Девушка чудаковато прищурилась, а потом осмотрела берег, словно искала кого-то.
– Не бойся воды, Кассиопея, – наконец, сказала она. – Я вижу твою тоску по ней. Ни один неро́т не нарушит запрет.
С этими словами она бросила взгляд на Тойтона и исчезла под водой. Некоторое время еще, я заторможено смотрела на воду, там, где только что была Тина, а потом очнулась и поплыла к берегу, удостоверившись, что брат надежно ухватился за мои плечи и не замерз окончательно.
Лишь на берегу, когда насмерть перепуганная Мария начала ворчать, я дала волю слезам. Усадив Тойтона на колени, я крепко обняла его за плечи и разрыдалась, как никогда прежде.
– Говорила я тебе, не усмотришь ты за ним, – сказала старуха. Ее страх я ощущала кожей. – Ты едва выудила его из воды, а я вообще в жизни не войду в море. Кто спасет его в другой раз? Мы обе знаем, что малец не оставит эту затею.
Я сжималась под ее натиском, раскачиваясь и рыдая все громче. Мария боялась за Тойтона не меньше чем я, но плавать она не умела, да и если брату что-то взбредет в голову, угнаться за ним не так-то просто.
– Зачем? – прошептала я ему в висок, целуя мокрое лицо. – Что тебя так неумолимо влечет туда? Зачем ты так рискуешь?

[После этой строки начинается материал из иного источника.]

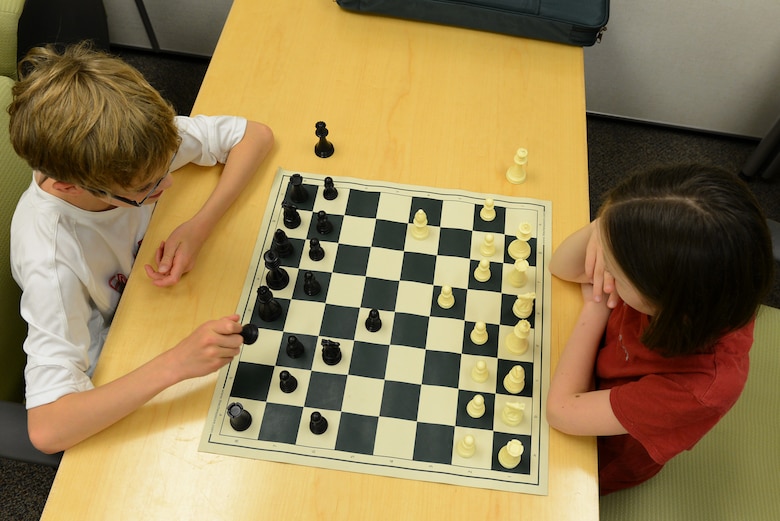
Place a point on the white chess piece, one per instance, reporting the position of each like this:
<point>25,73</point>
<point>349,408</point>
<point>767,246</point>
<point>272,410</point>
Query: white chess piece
<point>524,305</point>
<point>514,381</point>
<point>488,211</point>
<point>420,225</point>
<point>516,173</point>
<point>517,340</point>
<point>476,406</point>
<point>510,454</point>
<point>482,273</point>
<point>466,447</point>
<point>478,335</point>
<point>519,248</point>
<point>446,299</point>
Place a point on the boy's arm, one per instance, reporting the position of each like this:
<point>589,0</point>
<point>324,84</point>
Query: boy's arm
<point>177,254</point>
<point>74,417</point>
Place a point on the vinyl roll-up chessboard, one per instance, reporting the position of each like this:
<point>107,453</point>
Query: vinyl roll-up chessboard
<point>401,400</point>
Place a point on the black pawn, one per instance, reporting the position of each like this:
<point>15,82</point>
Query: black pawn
<point>318,423</point>
<point>268,309</point>
<point>331,352</point>
<point>240,419</point>
<point>330,191</point>
<point>250,333</point>
<point>323,148</point>
<point>281,244</point>
<point>287,382</point>
<point>373,322</point>
<point>277,277</point>
<point>298,193</point>
<point>324,226</point>
<point>316,253</point>
<point>294,347</point>
<point>310,285</point>
<point>291,217</point>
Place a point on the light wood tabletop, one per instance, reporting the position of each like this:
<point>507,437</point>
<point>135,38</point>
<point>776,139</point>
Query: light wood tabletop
<point>404,101</point>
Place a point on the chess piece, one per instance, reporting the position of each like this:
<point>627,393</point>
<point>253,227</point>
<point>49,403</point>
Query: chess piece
<point>478,335</point>
<point>268,309</point>
<point>524,305</point>
<point>512,413</point>
<point>323,148</point>
<point>517,340</point>
<point>516,173</point>
<point>510,454</point>
<point>519,248</point>
<point>466,447</point>
<point>446,299</point>
<point>480,373</point>
<point>250,333</point>
<point>277,277</point>
<point>514,381</point>
<point>373,322</point>
<point>476,406</point>
<point>240,419</point>
<point>488,247</point>
<point>482,273</point>
<point>297,191</point>
<point>329,191</point>
<point>488,211</point>
<point>287,382</point>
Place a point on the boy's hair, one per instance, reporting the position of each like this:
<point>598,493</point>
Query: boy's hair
<point>90,119</point>
<point>694,242</point>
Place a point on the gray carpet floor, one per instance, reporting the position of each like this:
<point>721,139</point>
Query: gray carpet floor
<point>615,148</point>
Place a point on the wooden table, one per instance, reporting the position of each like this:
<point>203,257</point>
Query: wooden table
<point>404,101</point>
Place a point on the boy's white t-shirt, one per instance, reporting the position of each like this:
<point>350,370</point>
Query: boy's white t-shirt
<point>72,266</point>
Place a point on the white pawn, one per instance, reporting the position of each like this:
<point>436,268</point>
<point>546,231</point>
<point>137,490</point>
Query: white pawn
<point>476,406</point>
<point>466,447</point>
<point>517,340</point>
<point>478,335</point>
<point>446,299</point>
<point>516,173</point>
<point>519,275</point>
<point>420,225</point>
<point>510,454</point>
<point>480,373</point>
<point>524,305</point>
<point>482,273</point>
<point>519,248</point>
<point>512,413</point>
<point>488,211</point>
<point>514,381</point>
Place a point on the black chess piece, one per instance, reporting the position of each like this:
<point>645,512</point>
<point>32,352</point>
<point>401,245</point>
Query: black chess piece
<point>287,382</point>
<point>331,352</point>
<point>318,424</point>
<point>277,277</point>
<point>373,322</point>
<point>281,244</point>
<point>329,192</point>
<point>323,148</point>
<point>297,191</point>
<point>268,309</point>
<point>250,333</point>
<point>240,419</point>
<point>316,253</point>
<point>294,347</point>
<point>324,226</point>
<point>291,218</point>
<point>310,284</point>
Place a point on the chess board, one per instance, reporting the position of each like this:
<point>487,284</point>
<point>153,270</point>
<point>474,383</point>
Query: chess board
<point>396,402</point>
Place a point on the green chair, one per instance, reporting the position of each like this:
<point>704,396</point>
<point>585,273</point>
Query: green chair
<point>733,473</point>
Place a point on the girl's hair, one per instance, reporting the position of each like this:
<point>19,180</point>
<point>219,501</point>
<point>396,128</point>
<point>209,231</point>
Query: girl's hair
<point>90,119</point>
<point>694,242</point>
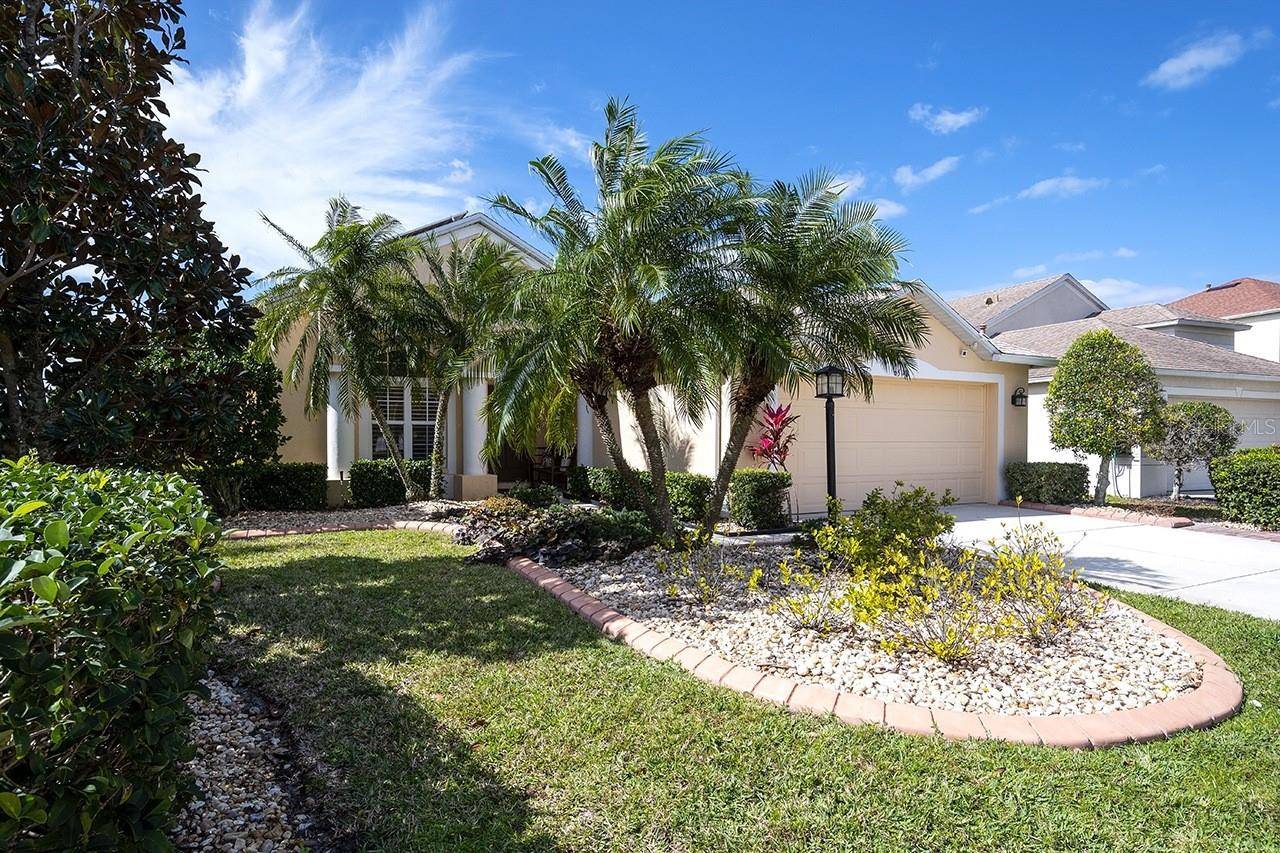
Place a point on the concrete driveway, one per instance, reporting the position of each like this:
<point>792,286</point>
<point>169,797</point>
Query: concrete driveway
<point>1203,568</point>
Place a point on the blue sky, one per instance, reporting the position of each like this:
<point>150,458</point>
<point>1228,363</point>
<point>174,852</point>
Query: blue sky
<point>1137,149</point>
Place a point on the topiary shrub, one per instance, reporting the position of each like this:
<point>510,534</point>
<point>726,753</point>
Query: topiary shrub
<point>540,496</point>
<point>758,498</point>
<point>1047,482</point>
<point>375,482</point>
<point>1247,486</point>
<point>105,593</point>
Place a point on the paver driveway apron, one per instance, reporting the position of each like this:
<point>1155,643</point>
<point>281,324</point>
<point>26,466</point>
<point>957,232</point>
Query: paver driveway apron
<point>1203,568</point>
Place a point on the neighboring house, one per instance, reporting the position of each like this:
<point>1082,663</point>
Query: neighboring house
<point>1252,302</point>
<point>1194,356</point>
<point>951,427</point>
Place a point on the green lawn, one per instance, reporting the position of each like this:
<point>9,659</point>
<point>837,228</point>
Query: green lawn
<point>465,708</point>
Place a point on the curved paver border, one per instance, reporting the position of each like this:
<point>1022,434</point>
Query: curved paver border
<point>1219,696</point>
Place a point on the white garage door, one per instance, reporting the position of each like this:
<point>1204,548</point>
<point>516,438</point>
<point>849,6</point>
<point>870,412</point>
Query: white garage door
<point>1261,419</point>
<point>920,432</point>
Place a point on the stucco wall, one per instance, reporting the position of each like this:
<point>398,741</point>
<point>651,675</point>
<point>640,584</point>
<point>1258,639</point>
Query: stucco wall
<point>1262,337</point>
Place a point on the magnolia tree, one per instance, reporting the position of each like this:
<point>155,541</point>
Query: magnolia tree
<point>1193,432</point>
<point>1104,400</point>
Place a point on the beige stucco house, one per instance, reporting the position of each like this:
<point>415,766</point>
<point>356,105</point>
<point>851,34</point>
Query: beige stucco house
<point>952,425</point>
<point>1196,356</point>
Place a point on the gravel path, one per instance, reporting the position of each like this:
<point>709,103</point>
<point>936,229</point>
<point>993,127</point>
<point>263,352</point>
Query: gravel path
<point>247,784</point>
<point>1112,662</point>
<point>293,519</point>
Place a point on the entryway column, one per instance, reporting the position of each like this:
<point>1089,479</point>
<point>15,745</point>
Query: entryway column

– Отдай его монахам, – не унималась старуха. – Они живут далеко от моря, у них есть все необходимые лекарства и покой. Это все, что мальчику нужно. Зачем ты держишь его подле себя? Что ты можешь дать ему? Он и видеть-то тебя не видит. Сделай, как должно. Отпусти мальца.
Слова Марии причиняли боль, но она была права. Я не могла позаботиться о Тойтоне. Чтобы выжить, мне необходимо работать, а заботиться о нем некому. Врачевать самой мне не позволит Матис, со свету сживет. Да, и народ вряд ли довериться той, чей брат считается убогим. Никто не придет в мой дом в страхе услышать зловещее бормотание Тоя. Непроизвольно, уже понимая, что решение принято, я стиснула худенькое тельце брата сильнее. Поток рыданий не иссякал. Лучше уж расстаться с ним, чем снова пережить этот страх, что я потеряла его безвозвратно. Лучше знать, что он где-то далеко, где позаботятся о нем, пусть совсем один, но жив.
Словно ощутив перемены в моей душе, мальчик свернулся калачиком и тихонько заскулил.
– Не рви мне душу, малыш, – взмолилась я. – Прости. Прости, но так будет лучше для тебя.
Я ясно услышала горький всхлип за спиной. Черствое сердце Марии тоже дрогнуло. Она будет скучать, ведь проводила с Тойтоном времени больше, чем я. Не знаю, сколько мы просидели на берегу, обнимаясь и заливаясь слезами. Уже стемнело, когда мы, наконец, вернулись в дом и уговорились с Марией, что она придет на рассвете проводить нас в дорогу.